Located on the floating Loktak Lake of Manipur, Keibul Lamjao National Park is the world’s only floating national park. It is a sight to behold; with acres of wetland overgrown with deep floating vegetation called phumdi, the park is home to rare and unique fauna.

The most beloved animal of the region is the endangered Sangai or the brow-antlered deer. In fact, the entire Loktak Lake was declared a sanctuary in 1966 in order to save the deer which was threatened by extinction. This particular species of deer is fondly also called Manipur’s dancing deer because of its delicate gait as it makes its way along the floating wetlands.

Other species of deer seen here include the hog deer, musk deer, sambar and muntjac, isolated populations of which occur in the park and the surrounding hills. Among the primitive primates, the commonly spotted ones include slow loris, Assamese and stump-tailed macaques and the hoolock gibbon (restricted mainly to the hills) and rhesus monkey.

The large Indian civet, small Indian civet, common otter and wild boar are some of the large mammals seen in the area. The population of tiger, leopard, panther, fox, jackal and wild dog has reduced drastically so much so that you’ll hardly spot them anymore. Other rare animals to be sighted occasionally are the wild cats like the marbled cat and Asian golden cat, Himalayan black bear and the Malayan bear.

A variety of avifauna can also be spotted at Keibul Lamjao and Loktak Lake.
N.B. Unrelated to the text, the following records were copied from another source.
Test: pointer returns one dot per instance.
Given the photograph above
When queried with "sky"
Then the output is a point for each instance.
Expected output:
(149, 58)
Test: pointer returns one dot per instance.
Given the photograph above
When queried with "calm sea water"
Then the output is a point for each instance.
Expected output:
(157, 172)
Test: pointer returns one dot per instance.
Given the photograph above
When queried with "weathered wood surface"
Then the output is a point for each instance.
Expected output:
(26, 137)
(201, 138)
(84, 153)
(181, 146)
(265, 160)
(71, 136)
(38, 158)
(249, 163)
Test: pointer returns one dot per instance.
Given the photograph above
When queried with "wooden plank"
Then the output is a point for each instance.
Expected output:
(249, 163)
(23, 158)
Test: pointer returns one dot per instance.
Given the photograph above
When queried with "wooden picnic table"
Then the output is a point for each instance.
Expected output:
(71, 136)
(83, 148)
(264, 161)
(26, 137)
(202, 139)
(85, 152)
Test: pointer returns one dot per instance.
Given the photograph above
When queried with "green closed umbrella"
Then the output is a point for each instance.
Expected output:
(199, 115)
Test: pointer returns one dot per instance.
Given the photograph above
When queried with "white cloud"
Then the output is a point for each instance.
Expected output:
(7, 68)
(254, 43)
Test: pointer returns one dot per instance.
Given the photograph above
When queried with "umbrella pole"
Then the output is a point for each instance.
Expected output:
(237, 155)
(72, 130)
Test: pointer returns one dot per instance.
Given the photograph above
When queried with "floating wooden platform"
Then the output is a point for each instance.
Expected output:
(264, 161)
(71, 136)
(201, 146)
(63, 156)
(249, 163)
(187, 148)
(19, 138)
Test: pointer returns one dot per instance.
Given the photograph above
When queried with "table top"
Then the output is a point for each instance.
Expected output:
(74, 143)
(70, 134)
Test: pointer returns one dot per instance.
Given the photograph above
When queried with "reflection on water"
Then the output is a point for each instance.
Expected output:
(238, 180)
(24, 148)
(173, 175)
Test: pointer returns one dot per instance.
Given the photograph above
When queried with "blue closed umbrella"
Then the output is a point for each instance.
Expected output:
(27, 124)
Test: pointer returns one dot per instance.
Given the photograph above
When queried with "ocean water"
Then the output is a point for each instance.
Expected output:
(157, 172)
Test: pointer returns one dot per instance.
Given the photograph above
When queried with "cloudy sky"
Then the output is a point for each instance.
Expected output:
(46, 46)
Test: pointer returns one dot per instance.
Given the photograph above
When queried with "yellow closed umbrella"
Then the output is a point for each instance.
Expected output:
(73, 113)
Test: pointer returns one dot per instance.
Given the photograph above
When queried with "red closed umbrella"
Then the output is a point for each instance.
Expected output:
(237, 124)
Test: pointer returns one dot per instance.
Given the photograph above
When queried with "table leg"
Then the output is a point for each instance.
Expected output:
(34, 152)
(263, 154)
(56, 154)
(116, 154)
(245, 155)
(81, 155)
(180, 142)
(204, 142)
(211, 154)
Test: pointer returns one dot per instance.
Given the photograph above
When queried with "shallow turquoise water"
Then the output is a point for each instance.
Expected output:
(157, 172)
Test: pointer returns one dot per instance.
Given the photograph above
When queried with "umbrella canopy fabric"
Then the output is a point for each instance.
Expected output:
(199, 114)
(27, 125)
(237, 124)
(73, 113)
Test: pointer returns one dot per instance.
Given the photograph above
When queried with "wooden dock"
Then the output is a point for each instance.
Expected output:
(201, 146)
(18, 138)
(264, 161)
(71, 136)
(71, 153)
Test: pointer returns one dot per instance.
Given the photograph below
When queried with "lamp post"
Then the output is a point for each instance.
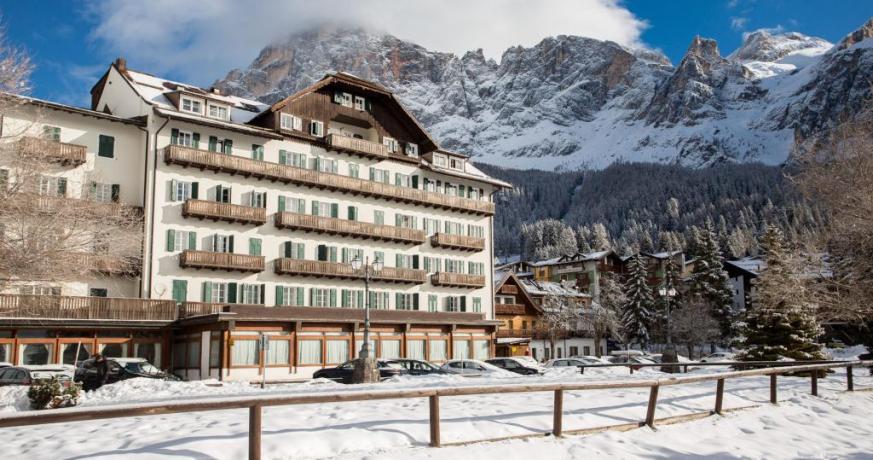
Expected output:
(366, 370)
(669, 355)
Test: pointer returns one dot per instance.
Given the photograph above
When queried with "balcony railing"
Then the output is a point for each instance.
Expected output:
(85, 308)
(508, 309)
(58, 152)
(213, 161)
(224, 211)
(306, 222)
(221, 261)
(318, 268)
(465, 243)
(457, 280)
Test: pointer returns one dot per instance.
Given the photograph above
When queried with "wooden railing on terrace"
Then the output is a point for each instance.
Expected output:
(463, 242)
(296, 221)
(100, 308)
(230, 164)
(58, 152)
(224, 211)
(457, 280)
(221, 261)
(299, 267)
(255, 404)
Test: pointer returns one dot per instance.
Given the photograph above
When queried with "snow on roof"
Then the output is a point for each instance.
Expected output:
(155, 90)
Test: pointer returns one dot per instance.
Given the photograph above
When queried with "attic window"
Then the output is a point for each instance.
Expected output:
(218, 111)
(191, 105)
The birds are primarily of the smaller reed-dwelling species, such as the waterfowl, hooded crane, black eagle, Shaheen falcon, eastern shite stork, bamboo partridge and green peafowl. If you’re a hornbill lover, you’re in for a treat because a lot of hornbill species are spotted here including the brown-backed hornbill, rufous-necked hornbill, wreathed hornbill, and the great pied hornbill.